DNA sequencing technologies for rearrangement detection. Comparison between a short-read sequencing using paired-end analysis of discordant and split reads and b single-molecule long-read sequencing technology

Cytogenetics and genomics are commonly used as complementary methods to provide synergistic information regarding chromosome structure, including the mechanisms that drive GCR formation. For example, complex and localized GCRs known as chromothripsis were initially discovered by SNP analysis and paired-end DNA sequencing from a chronic lymphocytic leukemia patient genome (Stephens et al. 2011). These rearrangements, which were hypothesized to arise from the catastrophic fragmentation of one or a few chromosomes, raised mechanistic questions that have been addressed using a number of experimental methods combining cell biology with genomics. Analysis of mitotic spreads by staining and hybridization techniques revealed that chromosome segregation errors resulting in micronuclei formation can trigger the fragmentation (Ly et al. 2017; Crasta et al. 2012) and rearrangement (Ly et al. 2019) of individual chromosomes. Although the complexity of chromothriptic rearrangements are usually difficult to resolve by microscopy, including super-resolution imaging methods such as SIM (Ly et al. 2019), this has been complemented by the use of whole-genome sequencing of both single cells (Zhang et al. 2015) and clonal populations (Ly et al. 2019; Maciejowski et al. 2015) following the induction of chromothripsis.
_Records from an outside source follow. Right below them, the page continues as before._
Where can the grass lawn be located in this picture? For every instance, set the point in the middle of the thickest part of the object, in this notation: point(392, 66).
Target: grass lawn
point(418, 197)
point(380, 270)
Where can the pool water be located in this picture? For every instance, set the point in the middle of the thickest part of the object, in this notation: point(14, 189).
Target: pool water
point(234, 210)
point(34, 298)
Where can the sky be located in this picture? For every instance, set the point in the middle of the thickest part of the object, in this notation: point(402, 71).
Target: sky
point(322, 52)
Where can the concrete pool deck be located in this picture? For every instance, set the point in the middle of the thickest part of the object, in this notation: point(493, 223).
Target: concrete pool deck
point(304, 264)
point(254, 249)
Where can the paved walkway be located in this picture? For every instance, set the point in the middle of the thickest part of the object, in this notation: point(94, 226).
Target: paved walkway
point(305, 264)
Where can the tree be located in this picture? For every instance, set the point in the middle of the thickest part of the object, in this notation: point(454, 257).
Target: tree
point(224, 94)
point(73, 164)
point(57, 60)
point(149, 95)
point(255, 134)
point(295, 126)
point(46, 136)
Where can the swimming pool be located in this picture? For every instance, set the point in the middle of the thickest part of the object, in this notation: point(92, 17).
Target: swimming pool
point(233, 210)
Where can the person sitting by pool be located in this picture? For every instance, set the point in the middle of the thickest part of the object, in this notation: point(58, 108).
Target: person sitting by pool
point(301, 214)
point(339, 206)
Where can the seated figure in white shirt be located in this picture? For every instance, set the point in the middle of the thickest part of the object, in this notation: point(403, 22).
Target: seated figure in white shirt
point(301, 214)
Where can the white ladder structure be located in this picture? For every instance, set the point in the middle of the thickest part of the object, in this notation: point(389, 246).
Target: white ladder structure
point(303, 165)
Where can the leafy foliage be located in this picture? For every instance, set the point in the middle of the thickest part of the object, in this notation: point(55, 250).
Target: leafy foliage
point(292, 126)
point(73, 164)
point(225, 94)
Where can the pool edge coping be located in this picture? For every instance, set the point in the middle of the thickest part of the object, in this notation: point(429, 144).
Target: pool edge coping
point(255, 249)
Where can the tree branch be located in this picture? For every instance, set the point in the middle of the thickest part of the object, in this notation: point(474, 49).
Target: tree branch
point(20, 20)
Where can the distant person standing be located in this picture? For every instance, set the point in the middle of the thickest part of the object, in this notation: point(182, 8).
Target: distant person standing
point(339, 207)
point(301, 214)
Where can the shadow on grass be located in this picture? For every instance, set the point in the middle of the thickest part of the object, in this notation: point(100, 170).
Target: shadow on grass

Another example emerged from initial studies of drug resistance to EGFR inhibitors caused by increased DNA copy numbers of the EGFR locus. Cytogenetic analysis revealed that EGFR amplification can occur on extrachromosomal DNA (ecDNA) (Nathanson et al. 2014), circular DNA structures that can serve as vehicles for oncogene amplification (Verhaak et al. 2019). The relative frequency of ecDNAs across various cancer types and experimental models have more recently been determined by both cytogenetics and genomics (Turner et al. 2017), estimating that these aberrations are present in approximately half of all human tumors. This work has provided evidence that the physical location and arrangement of genes plays an important role in cancer development and therapeutic resistance.

Exploring the 3D genome

Mammalian genomes are spatially organized and compartmentalized in three-dimensional space that can differ across cell types and states. This is critical for the establishment of long-range chromatin contacts to bridge enhancers and promoters. Such non-random and inherent organization of the genome may also be involved in the propensity of some loci or domains to form rearrangements (Roix et al. 2003; Zhang et al. 2012). Our understanding of genome organization has been revolutionized by the development of techniques such as chromosome conformation capture (3C) (Dekker et al. 2002) and Hi-C (Lieberman-Aiden et al. 2009), which provides an overview of the spatial proximity between DNA sequences in the genome. Additionally, combining these strategies with optical mapping has enabled large and complex GCRs to be detected in cancer genomes (Dixon et al. 2018). Although not routinely used for GCR analysis, these approaches can be coupled to other cytogenetic- and genomic-based methods to elucidate how rearrangements in the 2D linear sequence order can disrupt 3D genome organization. For example, the spatial distances between several loci across rearrangement breakpoints can be further measured using locus-specific FISH probes followed by 3D fluorescence microscopy of the interphase nucleus.

Concluding remarks

The past several decades have witnessed an explosion of new and improved approaches for the identification, detection, and study of GCRs—each bearing a unique set of advantages and limitations. Originally encompassing light microscopy of stained chromosomes, we have now transitioned towards visualizing the formation of de novo rearrangements within living cells and resolving rearrangement breakpoints with single-nucleotide accuracy. Future applications will likely center on bypassing the limitations imposed by current techniques, as well as strategies to more seamlessly integrate complementary methods for parallel analyses.